Murray was nodding. ‘Okay.’

‘Grace Michaels would be terrified that Canning would find out she’s told and then not get locked up again,’ Ella said. ‘We need to show her that we’ll be able to get all the evidence we need to put him away for good.’

‘Okay,’ Murray said again.

She looked at him. ‘You see where I’m going with this?’

‘I think so,’ he said.
‘But how are you going to persuade her to talk?’

‘Just get us back there.’ She pulled out her phone as he drove back onto the street. When Langley answered, she laid out the case as best she could, concluding, ‘I think if we can promise to keep Grace Michaels and her son safe, she’ll tell us the truth.’

‘You think,’ Langley said. ‘You don’t even know for certain that she’s involved.’

‘Then there’s no harm in making the promise,’ Ella said.

‘You need hard evidence –’

‘And I’ll get it once she knows she and her boy are safe,’ Ella said.

Langley didn’t answer. She crossed her fingers, and tried to stay silent, but finally couldn’t resist saying, ‘Nothing’s lost if I’m wrong, but there’s a lot to gain if I’m right.’

Murray frowned. ‘Don’t make it about
you,’ he hissed.

‘And by a lot I mean the safety of a mother and child,’ she added to Langley.

Another long moment of silence, then Langley said, ‘Tell her we’ll do what we can, contingent on her disclosing everything she knows.’
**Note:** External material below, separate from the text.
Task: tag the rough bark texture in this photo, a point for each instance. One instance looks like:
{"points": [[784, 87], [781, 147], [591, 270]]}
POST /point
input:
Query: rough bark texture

‘Thanks,’ Ella said. She hung up and looked at Murray. ‘Can’t you drive any faster?’

*

Jane sat on the toilet, her elbows on her knees and
her forehead in her hands, looking at more spots of blood.

Shit.

She rifled through her bag and found a fresh pad. The pregnancy test kit was there too, silent and ominous in its paper bag. If she did it now, at least she’d know. But this was the bathroom at Red Rooster, and three teenage girls were laughing by the sinks, and Alex was walking anxious laps of the car outside, desperate
to find his daughter.

She rammed the package to the bottom of her bag and zipped up both it and herself.

On the way out through the restaurant, her phone rang. Laird. She hesitated. He had helped: Mia’s photo and details would be on TV soon, not just a few power poles and the internet. Practically everyone watched the evening news.